Abstract

While the impact of monetary policy on the exchange rate has been explored in the literature, the volatility of the exchange rate remains an important issue of concern. This study examines the impact of monetary policy on exchange rate volatility in Nigeria. The study uses annual time series data covering 1987 until 2023 which was analysed using Autoregressive Conditional Heteroscedasticity (ARCH), bootstrap bound test for cointegration and Granger causality test within the vector error correction model. The empirical finding of the ARCH reveals the presence of conditional volatility of the exchange rate. Moreover, findings from the bootstrap bound test establish a long-run relation among the variables. The study further found that the volatility of the exchange rate is accounted for by the changes in money supply and previous fluctuation of the exchange rate.
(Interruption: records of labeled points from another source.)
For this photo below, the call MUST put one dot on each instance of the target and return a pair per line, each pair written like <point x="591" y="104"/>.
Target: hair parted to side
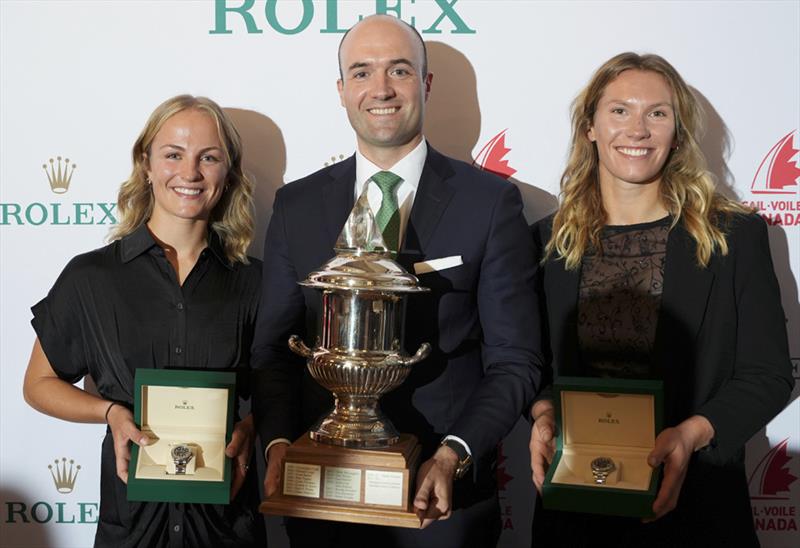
<point x="687" y="188"/>
<point x="231" y="218"/>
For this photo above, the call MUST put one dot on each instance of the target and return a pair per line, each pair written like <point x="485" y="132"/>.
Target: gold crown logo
<point x="64" y="477"/>
<point x="334" y="159"/>
<point x="59" y="173"/>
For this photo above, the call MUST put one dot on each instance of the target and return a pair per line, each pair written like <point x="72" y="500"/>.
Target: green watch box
<point x="598" y="419"/>
<point x="188" y="416"/>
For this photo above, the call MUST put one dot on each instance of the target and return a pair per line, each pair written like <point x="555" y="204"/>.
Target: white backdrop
<point x="79" y="79"/>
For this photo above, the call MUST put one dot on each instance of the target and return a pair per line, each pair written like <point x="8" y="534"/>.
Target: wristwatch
<point x="181" y="455"/>
<point x="464" y="458"/>
<point x="601" y="468"/>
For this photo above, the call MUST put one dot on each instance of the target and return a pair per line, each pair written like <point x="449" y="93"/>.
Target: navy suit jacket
<point x="481" y="318"/>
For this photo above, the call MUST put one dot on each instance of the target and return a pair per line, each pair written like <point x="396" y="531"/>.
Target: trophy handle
<point x="299" y="347"/>
<point x="420" y="355"/>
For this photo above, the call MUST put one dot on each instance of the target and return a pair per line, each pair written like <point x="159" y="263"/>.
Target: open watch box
<point x="188" y="417"/>
<point x="606" y="429"/>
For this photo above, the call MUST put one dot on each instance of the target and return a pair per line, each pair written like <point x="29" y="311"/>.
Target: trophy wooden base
<point x="373" y="486"/>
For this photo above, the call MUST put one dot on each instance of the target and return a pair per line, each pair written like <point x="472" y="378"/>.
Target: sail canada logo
<point x="503" y="478"/>
<point x="492" y="157"/>
<point x="59" y="173"/>
<point x="64" y="473"/>
<point x="774" y="190"/>
<point x="770" y="491"/>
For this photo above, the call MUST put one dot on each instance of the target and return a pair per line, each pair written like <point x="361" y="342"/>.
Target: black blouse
<point x="119" y="308"/>
<point x="619" y="299"/>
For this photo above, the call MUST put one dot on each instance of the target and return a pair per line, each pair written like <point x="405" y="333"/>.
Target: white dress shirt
<point x="409" y="168"/>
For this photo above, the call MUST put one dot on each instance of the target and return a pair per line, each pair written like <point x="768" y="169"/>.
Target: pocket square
<point x="434" y="265"/>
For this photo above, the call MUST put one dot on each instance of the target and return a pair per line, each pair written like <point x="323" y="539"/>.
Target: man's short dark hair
<point x="416" y="33"/>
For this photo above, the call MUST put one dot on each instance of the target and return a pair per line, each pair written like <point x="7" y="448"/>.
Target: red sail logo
<point x="771" y="477"/>
<point x="778" y="172"/>
<point x="492" y="157"/>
The causality test indicates the existence of causality from exchange rate volatility to money supply, interest rate, saving and population in both in short and long run. The study concludes that the volatility of the exchange rate is driven by the variability of money supply, interest rate and savings. Therefore, controlling the shocks emanating from previous exchange rate volatility and money supply is key to addressing the exchange rate fluctuation in Nigeria. The study recommends a policy mix of utilizing key fiscal and monetary policy tools that could enable Nigeria to achieve exchange rate stability.